Is that true? Can you legally do that?
 
2012-01-06 03:20:58 PM  

pute kisses like a man: I would not give my kicker the option to read a defense and decide whether to run the trick play or kick the field goal. that's way too much choice and novel pressure on a kicker


There's no "reading a defense" to be made. All Akers had to do was see if there was a defensive player lining up near Crabtree. If yes, they kick the field goal. If no, they throw the fake. He's not looking for man vs zone coverage, he's looking if there's any coverage at all.
 
2012-01-06 03:26:04 PM  

WhyteRaven74: What would this guy say if a quarterback took the snap from the shotgun and then dropkicked the ball through the uprights? It counts as 3 points, and no one would be expecting it.


downstairs: Is that true? Can you legally do that?


Yes. The drop kick rule is still in the books. In fact, I think anyone can do it anywhere from behind the line of scrimmage (the last drop kick that wasn't a gimmick was actually off a fumbled snap). The reasons it's not done today are:

1) I think the ball has to touch the ground first, so it's not like a punt.
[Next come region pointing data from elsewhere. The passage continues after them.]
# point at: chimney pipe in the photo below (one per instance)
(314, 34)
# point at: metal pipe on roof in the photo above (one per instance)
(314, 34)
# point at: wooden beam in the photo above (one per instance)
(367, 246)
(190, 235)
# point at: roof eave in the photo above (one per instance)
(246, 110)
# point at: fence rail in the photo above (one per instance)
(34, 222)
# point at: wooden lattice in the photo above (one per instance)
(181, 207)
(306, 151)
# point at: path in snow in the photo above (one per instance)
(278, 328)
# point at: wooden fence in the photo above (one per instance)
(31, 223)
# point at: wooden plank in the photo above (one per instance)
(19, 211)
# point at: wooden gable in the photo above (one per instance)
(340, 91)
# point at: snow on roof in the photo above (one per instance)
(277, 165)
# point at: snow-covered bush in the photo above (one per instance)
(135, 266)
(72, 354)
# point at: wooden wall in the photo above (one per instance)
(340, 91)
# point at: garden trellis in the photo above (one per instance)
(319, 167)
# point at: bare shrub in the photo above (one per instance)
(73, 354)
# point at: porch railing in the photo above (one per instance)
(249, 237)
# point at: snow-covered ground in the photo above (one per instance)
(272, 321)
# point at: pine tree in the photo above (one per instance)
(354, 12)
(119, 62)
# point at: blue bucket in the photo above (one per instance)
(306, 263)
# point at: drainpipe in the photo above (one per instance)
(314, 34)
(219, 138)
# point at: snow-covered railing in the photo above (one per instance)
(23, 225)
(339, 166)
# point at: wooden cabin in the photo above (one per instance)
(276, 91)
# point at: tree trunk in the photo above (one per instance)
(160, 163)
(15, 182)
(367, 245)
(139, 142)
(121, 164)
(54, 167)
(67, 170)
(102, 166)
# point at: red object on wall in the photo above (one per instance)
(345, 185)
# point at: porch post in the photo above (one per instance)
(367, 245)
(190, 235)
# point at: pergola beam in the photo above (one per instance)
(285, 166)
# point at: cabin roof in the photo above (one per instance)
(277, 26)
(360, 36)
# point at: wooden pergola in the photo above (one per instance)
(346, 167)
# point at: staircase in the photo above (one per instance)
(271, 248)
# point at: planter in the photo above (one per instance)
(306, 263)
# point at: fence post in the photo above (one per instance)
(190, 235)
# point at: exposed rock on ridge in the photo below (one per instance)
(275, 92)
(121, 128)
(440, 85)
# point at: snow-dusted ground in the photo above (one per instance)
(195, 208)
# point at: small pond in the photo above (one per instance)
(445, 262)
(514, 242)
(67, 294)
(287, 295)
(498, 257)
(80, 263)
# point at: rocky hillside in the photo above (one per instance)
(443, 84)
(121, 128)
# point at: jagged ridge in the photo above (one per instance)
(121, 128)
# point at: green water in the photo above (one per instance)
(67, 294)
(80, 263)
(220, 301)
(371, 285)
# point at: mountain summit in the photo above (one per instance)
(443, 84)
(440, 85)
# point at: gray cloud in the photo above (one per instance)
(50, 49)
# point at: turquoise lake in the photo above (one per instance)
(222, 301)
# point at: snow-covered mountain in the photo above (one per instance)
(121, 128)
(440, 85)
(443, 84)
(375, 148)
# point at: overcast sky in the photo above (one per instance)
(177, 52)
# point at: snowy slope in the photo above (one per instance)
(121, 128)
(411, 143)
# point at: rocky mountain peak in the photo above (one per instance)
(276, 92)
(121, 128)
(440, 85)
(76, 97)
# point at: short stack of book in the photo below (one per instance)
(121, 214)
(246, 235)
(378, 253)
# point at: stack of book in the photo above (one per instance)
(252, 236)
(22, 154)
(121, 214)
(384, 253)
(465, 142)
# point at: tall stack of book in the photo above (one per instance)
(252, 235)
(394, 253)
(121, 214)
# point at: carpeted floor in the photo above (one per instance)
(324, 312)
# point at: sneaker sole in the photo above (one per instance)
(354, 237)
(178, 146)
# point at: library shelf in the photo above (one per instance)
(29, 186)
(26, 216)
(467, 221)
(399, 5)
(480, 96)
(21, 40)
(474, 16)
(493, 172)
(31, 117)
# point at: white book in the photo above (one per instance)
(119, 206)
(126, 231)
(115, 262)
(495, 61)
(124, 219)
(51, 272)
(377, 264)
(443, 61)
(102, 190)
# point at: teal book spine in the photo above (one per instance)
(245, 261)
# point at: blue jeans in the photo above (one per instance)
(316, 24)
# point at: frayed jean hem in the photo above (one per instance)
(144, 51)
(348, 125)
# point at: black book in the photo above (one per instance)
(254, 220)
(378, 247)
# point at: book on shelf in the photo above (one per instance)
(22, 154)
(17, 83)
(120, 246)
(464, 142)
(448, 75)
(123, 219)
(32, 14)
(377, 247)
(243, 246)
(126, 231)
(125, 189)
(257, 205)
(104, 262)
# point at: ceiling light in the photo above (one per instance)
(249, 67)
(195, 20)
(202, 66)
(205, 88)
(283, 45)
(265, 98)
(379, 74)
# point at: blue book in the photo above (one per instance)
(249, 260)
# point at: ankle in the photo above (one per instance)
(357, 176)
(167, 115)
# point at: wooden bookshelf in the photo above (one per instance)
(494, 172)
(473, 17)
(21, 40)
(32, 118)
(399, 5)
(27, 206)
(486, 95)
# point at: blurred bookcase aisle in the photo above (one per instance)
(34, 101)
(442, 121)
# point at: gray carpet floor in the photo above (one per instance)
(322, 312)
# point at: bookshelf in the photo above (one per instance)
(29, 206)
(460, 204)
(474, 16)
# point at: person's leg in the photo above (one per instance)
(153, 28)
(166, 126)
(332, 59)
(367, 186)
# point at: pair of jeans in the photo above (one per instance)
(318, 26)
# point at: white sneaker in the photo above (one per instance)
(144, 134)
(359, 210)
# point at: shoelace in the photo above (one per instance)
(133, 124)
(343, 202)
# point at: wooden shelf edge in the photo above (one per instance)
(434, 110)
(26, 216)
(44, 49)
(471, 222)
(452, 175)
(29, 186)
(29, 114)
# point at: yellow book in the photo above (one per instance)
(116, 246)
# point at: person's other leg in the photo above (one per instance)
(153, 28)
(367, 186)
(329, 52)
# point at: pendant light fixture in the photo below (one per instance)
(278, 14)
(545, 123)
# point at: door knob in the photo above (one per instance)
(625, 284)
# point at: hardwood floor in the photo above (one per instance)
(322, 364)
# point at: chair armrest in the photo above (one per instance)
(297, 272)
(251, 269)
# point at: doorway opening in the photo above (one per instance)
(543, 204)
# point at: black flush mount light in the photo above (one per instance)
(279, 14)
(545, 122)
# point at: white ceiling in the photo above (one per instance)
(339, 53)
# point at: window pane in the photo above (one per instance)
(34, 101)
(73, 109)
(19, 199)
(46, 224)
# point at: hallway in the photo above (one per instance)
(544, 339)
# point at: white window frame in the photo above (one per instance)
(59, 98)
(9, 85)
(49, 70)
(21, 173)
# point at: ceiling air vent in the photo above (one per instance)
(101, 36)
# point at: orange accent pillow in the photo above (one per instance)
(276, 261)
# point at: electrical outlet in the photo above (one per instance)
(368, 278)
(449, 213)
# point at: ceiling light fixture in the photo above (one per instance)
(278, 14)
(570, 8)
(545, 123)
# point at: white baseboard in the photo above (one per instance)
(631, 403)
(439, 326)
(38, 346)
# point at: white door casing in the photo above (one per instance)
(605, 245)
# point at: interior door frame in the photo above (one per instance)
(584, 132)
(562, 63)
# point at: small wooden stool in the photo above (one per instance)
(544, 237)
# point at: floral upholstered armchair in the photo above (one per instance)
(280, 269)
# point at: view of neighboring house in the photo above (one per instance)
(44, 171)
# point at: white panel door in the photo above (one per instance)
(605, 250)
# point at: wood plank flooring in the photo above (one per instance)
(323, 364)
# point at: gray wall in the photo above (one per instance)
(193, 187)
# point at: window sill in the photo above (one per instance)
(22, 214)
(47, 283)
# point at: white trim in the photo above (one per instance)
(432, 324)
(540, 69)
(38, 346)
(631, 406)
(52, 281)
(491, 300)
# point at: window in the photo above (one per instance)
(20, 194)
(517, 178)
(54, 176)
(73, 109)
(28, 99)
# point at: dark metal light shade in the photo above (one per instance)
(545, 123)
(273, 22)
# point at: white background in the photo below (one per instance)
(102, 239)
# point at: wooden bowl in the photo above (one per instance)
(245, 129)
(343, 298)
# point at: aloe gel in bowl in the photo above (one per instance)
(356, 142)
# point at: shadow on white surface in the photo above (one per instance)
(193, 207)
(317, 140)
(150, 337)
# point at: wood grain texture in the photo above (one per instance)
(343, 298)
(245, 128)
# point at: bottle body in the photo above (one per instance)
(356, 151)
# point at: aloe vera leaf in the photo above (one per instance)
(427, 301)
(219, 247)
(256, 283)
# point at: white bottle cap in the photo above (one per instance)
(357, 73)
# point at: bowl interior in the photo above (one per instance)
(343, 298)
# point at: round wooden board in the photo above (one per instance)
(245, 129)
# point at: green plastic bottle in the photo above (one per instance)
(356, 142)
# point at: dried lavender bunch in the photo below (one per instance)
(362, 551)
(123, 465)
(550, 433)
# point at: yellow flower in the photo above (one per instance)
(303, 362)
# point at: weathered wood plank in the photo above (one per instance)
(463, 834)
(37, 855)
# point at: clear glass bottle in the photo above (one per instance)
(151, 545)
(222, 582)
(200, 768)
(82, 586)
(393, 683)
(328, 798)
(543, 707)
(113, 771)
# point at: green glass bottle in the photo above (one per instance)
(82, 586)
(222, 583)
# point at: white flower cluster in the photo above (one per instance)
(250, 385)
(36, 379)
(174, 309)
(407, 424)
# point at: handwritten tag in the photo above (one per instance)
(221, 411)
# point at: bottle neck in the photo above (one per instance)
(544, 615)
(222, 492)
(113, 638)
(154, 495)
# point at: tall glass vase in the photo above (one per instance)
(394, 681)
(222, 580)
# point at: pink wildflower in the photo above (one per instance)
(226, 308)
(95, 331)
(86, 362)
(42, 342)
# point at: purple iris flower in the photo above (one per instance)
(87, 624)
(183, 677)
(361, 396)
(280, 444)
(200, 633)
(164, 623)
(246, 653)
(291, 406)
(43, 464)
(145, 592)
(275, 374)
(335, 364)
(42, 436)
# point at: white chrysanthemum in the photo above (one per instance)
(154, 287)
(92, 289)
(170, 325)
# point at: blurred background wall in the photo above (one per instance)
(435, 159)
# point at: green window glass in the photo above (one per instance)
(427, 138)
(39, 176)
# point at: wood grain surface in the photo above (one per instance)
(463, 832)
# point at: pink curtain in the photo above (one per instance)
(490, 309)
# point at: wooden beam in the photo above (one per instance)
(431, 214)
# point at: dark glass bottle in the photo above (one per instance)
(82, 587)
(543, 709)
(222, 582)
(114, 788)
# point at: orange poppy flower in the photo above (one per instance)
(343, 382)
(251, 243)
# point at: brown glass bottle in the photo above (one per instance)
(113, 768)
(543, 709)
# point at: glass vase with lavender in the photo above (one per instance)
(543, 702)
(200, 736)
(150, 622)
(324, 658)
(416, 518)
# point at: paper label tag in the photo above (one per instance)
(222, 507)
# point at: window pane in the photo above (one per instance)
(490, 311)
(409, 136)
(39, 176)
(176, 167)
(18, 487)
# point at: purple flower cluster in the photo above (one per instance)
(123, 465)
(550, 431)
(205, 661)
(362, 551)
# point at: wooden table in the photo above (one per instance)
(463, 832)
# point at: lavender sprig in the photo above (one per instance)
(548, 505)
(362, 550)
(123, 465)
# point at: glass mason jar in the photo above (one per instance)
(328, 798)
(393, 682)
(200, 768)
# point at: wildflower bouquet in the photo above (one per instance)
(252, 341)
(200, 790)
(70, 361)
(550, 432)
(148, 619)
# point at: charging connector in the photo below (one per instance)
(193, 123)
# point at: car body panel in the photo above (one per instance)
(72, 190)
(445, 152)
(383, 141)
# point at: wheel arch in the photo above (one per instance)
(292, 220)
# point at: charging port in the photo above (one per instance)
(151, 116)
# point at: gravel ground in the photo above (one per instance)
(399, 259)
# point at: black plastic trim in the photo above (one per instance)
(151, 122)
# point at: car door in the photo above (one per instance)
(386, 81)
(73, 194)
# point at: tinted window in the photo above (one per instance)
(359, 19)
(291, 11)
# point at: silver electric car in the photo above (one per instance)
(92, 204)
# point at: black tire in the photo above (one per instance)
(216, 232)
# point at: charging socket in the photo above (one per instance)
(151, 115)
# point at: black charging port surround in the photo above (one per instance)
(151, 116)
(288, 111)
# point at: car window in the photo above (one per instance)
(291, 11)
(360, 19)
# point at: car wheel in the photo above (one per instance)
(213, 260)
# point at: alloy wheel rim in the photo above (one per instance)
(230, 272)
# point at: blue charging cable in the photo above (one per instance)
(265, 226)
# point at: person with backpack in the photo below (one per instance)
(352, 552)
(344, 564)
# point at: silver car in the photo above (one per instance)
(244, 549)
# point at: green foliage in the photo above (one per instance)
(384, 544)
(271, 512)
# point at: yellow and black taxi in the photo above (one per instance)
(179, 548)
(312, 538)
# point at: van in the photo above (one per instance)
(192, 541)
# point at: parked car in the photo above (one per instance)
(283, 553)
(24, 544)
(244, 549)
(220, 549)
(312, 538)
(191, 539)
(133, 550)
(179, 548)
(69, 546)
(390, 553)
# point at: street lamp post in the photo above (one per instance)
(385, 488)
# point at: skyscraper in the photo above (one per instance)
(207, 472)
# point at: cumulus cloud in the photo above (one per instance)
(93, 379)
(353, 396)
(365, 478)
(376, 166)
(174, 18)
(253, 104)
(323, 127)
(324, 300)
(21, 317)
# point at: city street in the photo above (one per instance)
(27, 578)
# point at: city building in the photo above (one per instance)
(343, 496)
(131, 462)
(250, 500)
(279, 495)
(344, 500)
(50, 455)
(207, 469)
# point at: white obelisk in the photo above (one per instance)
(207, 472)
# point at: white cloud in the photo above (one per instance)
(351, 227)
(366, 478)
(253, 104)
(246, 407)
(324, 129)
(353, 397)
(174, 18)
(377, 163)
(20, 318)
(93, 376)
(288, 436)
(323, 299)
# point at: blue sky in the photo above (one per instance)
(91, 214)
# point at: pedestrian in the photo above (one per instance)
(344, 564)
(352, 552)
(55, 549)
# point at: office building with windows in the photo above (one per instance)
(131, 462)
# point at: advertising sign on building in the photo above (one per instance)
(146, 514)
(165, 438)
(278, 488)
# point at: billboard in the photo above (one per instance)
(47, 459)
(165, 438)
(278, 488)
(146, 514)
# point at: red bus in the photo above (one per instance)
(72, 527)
The classic drop kick was to literally let the ball drop to the ground, then kick it off the rebound. This makes it slow to execute.
2) Because of #1, it's hard to do. Kickers could get pretty reliable, but someone probably figured out using a holder was more accurate. Getting a feel for the drop is almost as involved as the kick itself (one smooth motion, really).
3) Doyel will shiat his pants, but. . . trick plays. If the holder is your QB, then you have fake FG options. The drop kick meant any hope of a trick play would mean your kicker IS the QB, and while that's nice to have, you'd rather have your QB practicing the passing game than drop kicks.
 
2012-01-06 03:26:47 PM  

Mentat: Why are we wasting time talking about a Gregg Doyel article? The guy's a hack.


And apparently a whiny-crybaby-twatwaffle.